There will be many ways to define the 2019 season after we’ve gotten a Super Bowl winner in February. But right now, 2019 is shaping up to be the year of the backup quarterback.
Never before have we seen backup quarterbacks have so much success when pressed into duty because of injury. Of course, we have instances of poor play from backups, but I’m focusing on the positive here and the No. 2 quarterbacks who have won at least a game. Just look around the league.
Started for parts of the season
That’s a 20-10 mark for those backups. I’ll leave Ryan Tannehill (3-1) out of the equation because he wasn’t inserted into the starting lineup due to injury. Same for Jacoby Brissett, who was thrust into the job after Andrew Luck’s retirement. That would add a 5-3 record.
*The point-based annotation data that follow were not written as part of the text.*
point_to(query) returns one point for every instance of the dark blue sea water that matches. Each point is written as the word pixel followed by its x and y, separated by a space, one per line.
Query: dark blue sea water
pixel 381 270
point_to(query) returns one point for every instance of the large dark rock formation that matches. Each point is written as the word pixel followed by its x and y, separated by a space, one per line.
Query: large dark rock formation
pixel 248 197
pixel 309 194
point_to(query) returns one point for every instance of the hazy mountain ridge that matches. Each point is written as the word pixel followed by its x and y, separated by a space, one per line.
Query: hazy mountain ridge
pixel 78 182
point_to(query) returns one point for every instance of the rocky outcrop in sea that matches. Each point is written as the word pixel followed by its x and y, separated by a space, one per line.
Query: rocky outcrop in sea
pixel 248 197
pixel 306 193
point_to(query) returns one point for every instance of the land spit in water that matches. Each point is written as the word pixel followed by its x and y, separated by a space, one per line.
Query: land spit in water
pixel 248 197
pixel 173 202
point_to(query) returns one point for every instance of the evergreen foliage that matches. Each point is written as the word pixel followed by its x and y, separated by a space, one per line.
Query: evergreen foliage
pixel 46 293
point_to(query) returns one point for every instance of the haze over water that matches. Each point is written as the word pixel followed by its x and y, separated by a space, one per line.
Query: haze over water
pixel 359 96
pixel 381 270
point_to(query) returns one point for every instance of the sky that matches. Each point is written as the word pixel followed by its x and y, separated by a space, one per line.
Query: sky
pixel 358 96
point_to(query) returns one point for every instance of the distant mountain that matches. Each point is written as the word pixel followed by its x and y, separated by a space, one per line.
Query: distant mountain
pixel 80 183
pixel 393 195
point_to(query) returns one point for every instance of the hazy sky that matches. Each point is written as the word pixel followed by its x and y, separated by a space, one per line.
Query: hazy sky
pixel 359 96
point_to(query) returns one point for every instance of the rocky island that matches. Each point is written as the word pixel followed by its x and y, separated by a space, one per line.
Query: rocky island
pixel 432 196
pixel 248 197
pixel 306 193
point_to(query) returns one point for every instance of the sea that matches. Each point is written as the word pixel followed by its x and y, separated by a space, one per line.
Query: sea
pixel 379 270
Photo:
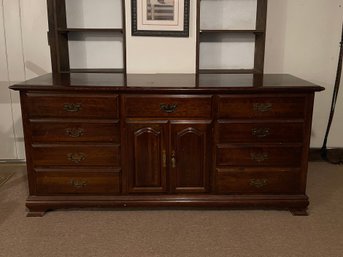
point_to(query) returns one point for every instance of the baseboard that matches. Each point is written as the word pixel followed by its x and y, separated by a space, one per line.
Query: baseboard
pixel 333 153
pixel 12 162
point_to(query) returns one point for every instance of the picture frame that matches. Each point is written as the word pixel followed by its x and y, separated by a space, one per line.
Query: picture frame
pixel 161 18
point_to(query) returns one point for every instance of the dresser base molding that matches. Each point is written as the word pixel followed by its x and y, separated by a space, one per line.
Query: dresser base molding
pixel 296 204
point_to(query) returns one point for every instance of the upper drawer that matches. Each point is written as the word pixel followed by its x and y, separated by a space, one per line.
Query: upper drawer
pixel 100 106
pixel 63 131
pixel 76 155
pixel 246 106
pixel 263 132
pixel 168 106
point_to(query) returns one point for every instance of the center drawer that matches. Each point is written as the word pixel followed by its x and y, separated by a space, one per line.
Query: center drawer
pixel 76 155
pixel 99 106
pixel 155 106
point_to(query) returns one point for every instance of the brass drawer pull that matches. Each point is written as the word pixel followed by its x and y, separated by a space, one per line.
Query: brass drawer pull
pixel 259 183
pixel 260 132
pixel 74 132
pixel 72 107
pixel 164 159
pixel 263 107
pixel 173 160
pixel 259 157
pixel 76 157
pixel 168 108
pixel 78 183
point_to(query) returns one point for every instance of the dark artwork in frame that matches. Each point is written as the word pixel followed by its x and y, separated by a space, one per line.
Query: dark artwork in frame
pixel 161 18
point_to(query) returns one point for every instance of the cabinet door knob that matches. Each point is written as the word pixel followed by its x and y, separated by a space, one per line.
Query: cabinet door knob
pixel 260 132
pixel 76 157
pixel 72 107
pixel 259 157
pixel 78 183
pixel 74 132
pixel 173 159
pixel 168 108
pixel 263 107
pixel 259 183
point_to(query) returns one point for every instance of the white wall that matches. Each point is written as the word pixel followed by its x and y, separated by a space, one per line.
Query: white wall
pixel 24 54
pixel 302 39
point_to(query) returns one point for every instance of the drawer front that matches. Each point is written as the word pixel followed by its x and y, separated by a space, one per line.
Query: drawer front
pixel 75 106
pixel 259 156
pixel 248 107
pixel 258 182
pixel 277 132
pixel 168 106
pixel 77 183
pixel 76 155
pixel 45 131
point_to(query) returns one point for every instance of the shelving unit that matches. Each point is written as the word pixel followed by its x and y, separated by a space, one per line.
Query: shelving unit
pixel 234 44
pixel 87 36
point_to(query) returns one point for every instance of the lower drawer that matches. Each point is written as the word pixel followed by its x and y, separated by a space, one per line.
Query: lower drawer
pixel 60 183
pixel 76 155
pixel 257 182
This kind of success used to almost never happen with backup quarterbacks, at least not to this extent. Mostly speaking, your season was over if your starting quarterback got hurt. And as fans of our favorite teams, we know the feeling when that happens.
But no longer do we need to feel this way. Why the sudden shift now?
Coaches are tweaking their offense to fit the quarterback, not vice versa
The biggest reason by far is how offenses operate in 2019 as opposed to even a few years before. The game is wide open now, and this is helping backup quarterbacks succeed.
While many of the best offenses in the NFL still have the core of an “old-school” offense, the field is now spread out much wider. NFL teams are making you defend every blade of grass with spread formations and attacking passing games. When you spread out, it’s easier to read the field and find the bigger windows in the zone. So, in theory, there are “easier” throws for the quarterbacks to make within an offense.
There are “easier” throws to be made because plenty of playcallers are just smarter with how they game plan with backup quarterbacks now. The NFL is currently in its 100th season and I feel comfortable saying for, like, 90 years, NFL playcallers were mostly stubborn.
They designed a game plan that fit their current quarterback, or they forced an offense on a quarterback who didn’t have the skillset to make that happen. When that starter got hurt, the backup quarterback just entered the offense and nothing much changed. Offenses might run the ball more or simplify the system, but rarely did they create better opportunities for the young quarterbacks.
But now, when the starter goes out, the coaches adapt the offense more to fit what the backup QB does well. The best example isn’t from this season, but it’s from 2017 when Carson Wentz went out for the Eagles and Nick Foles entered the lineup.
Doug Pederson, Frank Reich, and staff went back to watch Foles play in 2013, when he was successful in a Chip Kelly offense. They implemented a bunch of the run-pass option action and it completely changed their offense. This is how offenses are adapting with young backup quarterbacks. RPOs, quick throws and the screen game are staples. The increased use of play-action passes allows young quarterbacks to have minimal reads and big chunk plays. All of this gives the backups more chances as compared to how it used to be.
Quarterbacks are also more advanced these days
Making this come full circle with scheme and coaching are the players themselves. Most quarterbacks start at a young age with 7-on-7 camps. They head into high school and sling the rock. They are way more advanced at an earlier age. They are learning defenses and spreading them out as early as youth football. Then they are off to college with some of this advanced education and confidence, which only continues as they learn in college.
By the time quarterbacks enter the NFL, they are way more knowledgeable about the game than quarterbacks in previous generations. When they are put into a game now, they aren’t scared by the moment and are comfortable with the schemes they are playing in. That’s so critical to their success.
There are other factors at play here, like more rules that protect quarterbacks now. There shouldn’t be as much fear about getting hit. Plus, plenty of these quarterbacks, like Allen, Minshew, and Rudolph, have been able to play with strong rushing attacks and defenses.
Lastly, some “backup” QBs are actually starters in my mind. For example, Bridgewater was a rising starter before injuring his knee in Minnesota. It feels a tad unfair to call him a backup, even though he is. Bridgewater will find himself a new home this offseason for LOTS of money. Good for him.
So fans, if your starting quarterback gets hurt, don’t fret like in the past. You have a capable backup waiting in the wings. That doesn’t mean that quarterback will end up being a franchise guy, but he can at least help your team win games.